Conjointement, j’ai dû me rendre à l’idée que le FLN, que je défendais corps et âme, avait lui aussi ses heures sombres mais que cela n’enlève rien au profond respect que j‘ai pour la lutte indépendantiste.

Honorer la mémoire pour les prochaines générations

Il n’empêche qu’un jour ou l’autre, il faudra mettre des mots sur les maux. 

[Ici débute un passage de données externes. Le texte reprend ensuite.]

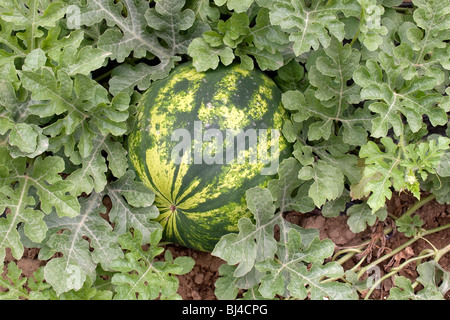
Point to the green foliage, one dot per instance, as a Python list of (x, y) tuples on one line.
[(366, 85)]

Avec le temps, la boule de feu que j’étais a pris de l’âge et avance à un rythme moins effréné. J’ai réalisé que ces discours reposaient sur une base commune : le non-dit. Chaque témoin de l’histoire a ses propres raisons. Personne ne sera jamais vraiment d’accord sur les chiffres. Il n’empêche qu’un jour ou l’autre, il faudra mettre des mots sur les maux.

Chacun devra prononcer les vrais termes, ceux qui font mal. Les crimes de guerres, les meurtres d’innocents, l’esclavage sexuel, les viols, les exils, les tortures et les injustices en tout genre. La liste est longue mais c’est une réalité de l’Histoire.  Du  déni, de la peur, de la honte, de la fierté, du silence ou de la douleur nous tous, descendants des témoins de la guerre d’Algérie, portons en nous cet héritage.

Peut-être qu’un jour, en France, mes arrières petits-enfants ne connaîtront pas la même frustration que moi en cours d’histoire. Peut-être que les politiciens décideront de traduire cette reconnaissance brute des faits en actes concrets, en excuses peut-être.  Peut-être que les manuels scolaires honoreront la recherche de la vérité tout en gardant en mémoire l’importance de dire ce qui est tû. Et permettre aux prochaines générations de vivre encore mieux ensemble.